NIMO proposes a hybrid model \(y = \sum_j x_j \beta_j (1 + g_{\mathbf{u}_j}(\mathbf{x}_{-j}))\) that preserves the global interpretability of linear regression coefficients (via mean marginal effects, MEM) while leveraging neural networks to provide instance-wise nonlinear corrections. Linear coefficients and network parameters are jointly optimized efficiently through parameter elimination.

Background & Motivation

Accuracy vs.
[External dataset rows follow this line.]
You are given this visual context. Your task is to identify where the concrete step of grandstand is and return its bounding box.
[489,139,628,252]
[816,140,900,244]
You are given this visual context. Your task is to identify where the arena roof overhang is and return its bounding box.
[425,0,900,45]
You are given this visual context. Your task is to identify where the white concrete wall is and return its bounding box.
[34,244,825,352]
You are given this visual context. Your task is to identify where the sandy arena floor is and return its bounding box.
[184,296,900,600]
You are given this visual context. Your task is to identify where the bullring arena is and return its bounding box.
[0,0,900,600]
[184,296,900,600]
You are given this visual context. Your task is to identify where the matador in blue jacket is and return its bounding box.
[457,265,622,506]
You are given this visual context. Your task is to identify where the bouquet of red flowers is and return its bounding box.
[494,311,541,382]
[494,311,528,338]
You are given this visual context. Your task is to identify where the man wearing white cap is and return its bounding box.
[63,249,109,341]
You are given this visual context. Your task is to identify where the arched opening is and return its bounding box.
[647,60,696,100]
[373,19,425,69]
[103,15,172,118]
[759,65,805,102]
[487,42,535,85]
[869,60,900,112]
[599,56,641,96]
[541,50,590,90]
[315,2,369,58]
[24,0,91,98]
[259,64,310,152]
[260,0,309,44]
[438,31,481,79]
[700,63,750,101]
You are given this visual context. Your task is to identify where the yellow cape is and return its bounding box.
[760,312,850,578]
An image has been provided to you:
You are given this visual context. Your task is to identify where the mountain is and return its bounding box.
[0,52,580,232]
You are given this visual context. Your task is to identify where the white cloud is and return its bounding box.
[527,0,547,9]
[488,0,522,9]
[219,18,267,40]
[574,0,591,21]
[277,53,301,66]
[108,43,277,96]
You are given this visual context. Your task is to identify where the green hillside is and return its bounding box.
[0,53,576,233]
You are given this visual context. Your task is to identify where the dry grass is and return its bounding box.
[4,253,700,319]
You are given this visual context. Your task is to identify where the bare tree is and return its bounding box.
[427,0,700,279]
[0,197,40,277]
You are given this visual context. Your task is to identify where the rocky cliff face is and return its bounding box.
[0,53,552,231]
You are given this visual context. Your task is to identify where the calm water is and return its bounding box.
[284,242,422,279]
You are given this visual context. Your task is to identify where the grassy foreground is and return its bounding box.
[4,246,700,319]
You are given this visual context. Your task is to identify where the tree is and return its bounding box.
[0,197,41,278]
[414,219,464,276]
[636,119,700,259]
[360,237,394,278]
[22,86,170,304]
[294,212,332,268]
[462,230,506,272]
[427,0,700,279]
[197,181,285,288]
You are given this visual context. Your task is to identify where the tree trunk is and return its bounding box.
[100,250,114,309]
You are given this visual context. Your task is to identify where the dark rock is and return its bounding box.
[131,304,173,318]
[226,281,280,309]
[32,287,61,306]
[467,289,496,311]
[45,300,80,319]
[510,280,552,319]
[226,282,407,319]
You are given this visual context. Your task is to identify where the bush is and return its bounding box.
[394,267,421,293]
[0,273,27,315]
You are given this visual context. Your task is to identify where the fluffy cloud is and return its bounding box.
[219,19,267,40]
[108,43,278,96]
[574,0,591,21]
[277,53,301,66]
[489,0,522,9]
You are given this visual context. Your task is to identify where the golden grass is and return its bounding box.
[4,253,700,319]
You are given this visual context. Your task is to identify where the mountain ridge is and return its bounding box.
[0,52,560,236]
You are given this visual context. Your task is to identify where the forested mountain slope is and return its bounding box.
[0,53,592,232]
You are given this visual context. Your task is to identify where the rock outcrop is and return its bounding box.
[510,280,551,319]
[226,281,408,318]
Interpretability Dilemma: Linear regression provides clear feature effect explanations through coefficients but has limited predictive power; neural networks are powerful predictors but lack intrinsic interpretability, being regarded as "black boxes."

Unreliability of Post-hoc Explanations: Post-hoc explanation methods such as SHAP and LIME depend on hyperparameter choices and do not guarantee fidelity.

Limitations of Existing Hybrid Methods: NAM cannot capture feature interactions; LassoNet has limited global interpretability; IMN predicts different coefficients for each instance, sacrificing global interpretability.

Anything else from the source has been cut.